The Travis County victim’s exact swimming location on Lake LBJ was not released.
Primary amebic meningoencephalitis is contracted when a specific amoeba, Naegleria fowleri, enters the body through the nose and begins destroying brain tissue, leading to a deadly infection. The infection is incredibly rare, with only 39 known cases in Texas over the past 60 years.
The amoeba thrives in freshwater with temperatures ranging from 80 degrees to 115 degrees, which applies to many bodies of water across Texas during July, August, and September.

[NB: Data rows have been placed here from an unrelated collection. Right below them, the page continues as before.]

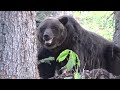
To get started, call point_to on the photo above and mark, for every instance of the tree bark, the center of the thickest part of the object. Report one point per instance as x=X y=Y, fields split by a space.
x=116 y=37
x=18 y=45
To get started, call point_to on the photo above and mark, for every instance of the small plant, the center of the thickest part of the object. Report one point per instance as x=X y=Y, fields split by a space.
x=73 y=61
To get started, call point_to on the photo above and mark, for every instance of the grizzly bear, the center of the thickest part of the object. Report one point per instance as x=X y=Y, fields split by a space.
x=58 y=34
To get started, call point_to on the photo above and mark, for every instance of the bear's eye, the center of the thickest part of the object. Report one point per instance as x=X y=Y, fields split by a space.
x=42 y=29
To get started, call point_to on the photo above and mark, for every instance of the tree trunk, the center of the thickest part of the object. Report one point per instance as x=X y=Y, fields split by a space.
x=18 y=47
x=116 y=37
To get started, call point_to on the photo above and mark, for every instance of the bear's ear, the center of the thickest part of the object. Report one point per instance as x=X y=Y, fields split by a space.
x=63 y=20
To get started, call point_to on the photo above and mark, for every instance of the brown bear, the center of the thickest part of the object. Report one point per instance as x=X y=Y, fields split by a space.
x=58 y=34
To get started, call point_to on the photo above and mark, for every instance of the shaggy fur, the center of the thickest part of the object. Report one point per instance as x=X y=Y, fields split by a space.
x=93 y=50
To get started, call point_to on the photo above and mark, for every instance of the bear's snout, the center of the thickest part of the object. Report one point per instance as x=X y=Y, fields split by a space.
x=46 y=37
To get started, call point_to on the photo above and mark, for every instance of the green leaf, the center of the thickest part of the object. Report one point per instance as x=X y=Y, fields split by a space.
x=77 y=75
x=78 y=60
x=72 y=57
x=68 y=77
x=63 y=55
x=70 y=64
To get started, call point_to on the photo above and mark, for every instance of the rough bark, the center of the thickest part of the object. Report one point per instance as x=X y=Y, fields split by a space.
x=18 y=47
x=116 y=37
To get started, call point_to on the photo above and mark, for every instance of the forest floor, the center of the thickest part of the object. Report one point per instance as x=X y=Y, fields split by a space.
x=93 y=74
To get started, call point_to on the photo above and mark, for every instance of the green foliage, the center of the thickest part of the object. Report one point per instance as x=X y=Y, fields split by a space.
x=73 y=61
x=77 y=75
x=100 y=22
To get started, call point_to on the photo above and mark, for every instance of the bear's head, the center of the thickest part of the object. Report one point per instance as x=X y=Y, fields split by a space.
x=52 y=32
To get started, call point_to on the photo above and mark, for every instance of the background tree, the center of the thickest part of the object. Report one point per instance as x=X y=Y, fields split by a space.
x=116 y=37
x=18 y=48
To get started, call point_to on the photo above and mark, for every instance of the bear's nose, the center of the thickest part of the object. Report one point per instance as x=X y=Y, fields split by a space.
x=46 y=37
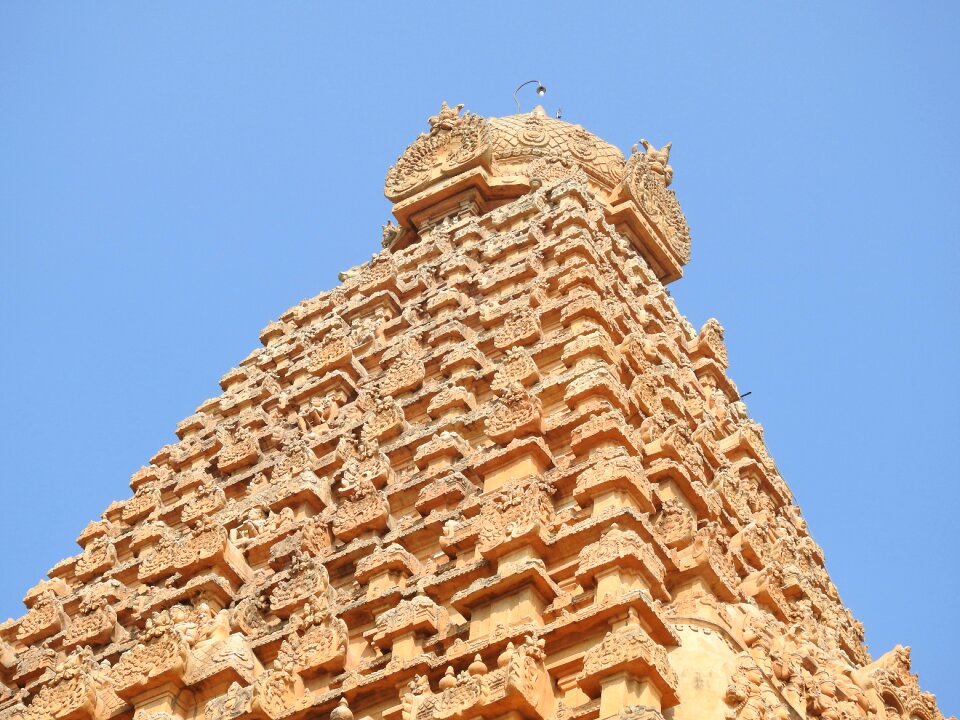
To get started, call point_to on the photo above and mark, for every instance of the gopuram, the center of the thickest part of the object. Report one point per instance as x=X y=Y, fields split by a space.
x=494 y=475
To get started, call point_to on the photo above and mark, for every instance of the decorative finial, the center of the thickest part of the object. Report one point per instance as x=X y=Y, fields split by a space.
x=446 y=118
x=541 y=91
x=448 y=680
x=477 y=667
x=658 y=159
x=342 y=711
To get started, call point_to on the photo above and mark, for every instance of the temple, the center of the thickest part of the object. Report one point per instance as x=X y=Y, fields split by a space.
x=493 y=475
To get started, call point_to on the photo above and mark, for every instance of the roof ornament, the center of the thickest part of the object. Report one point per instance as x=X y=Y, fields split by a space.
x=658 y=159
x=446 y=118
x=541 y=91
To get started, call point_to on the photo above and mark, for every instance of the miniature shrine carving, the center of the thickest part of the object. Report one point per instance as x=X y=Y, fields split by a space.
x=493 y=475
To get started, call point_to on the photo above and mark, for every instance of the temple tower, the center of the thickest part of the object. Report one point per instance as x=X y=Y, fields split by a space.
x=494 y=474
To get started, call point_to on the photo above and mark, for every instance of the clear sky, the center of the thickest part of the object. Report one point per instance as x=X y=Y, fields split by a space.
x=175 y=175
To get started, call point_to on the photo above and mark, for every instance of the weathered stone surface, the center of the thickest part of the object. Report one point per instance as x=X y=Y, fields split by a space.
x=493 y=474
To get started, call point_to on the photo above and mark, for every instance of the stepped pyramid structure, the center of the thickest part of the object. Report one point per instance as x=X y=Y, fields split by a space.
x=494 y=474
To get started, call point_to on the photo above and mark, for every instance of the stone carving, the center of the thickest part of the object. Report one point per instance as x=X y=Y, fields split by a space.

The surface temperature of lakes LBJ, Buchanan, and Travis currently fall within the amoeba’s desired temperature range, according to stats from the Lower Colorado River Authority.
Health officials recommend the following to reduce the chance of an amebic infection:
While swimming in warm freshwater, limit the amount of water going up your nose. Hold your nose shut, use nose clips, or keep your head above water when taking part in warm freshwater-related activities.
Avoid water-related activities in warm freshwater during periods of high water temperatures and low water levels.
Avoid digging in or stirring up the sediment while taking part in water-related activities in shallow, warm freshwater areas.
The amoeba can only be contracted through the nose, not by swallowing water. Symptoms of the infection might appear between one and 12 days after the amoeba enters the body, according to the Centers for Disease Control and Prevention.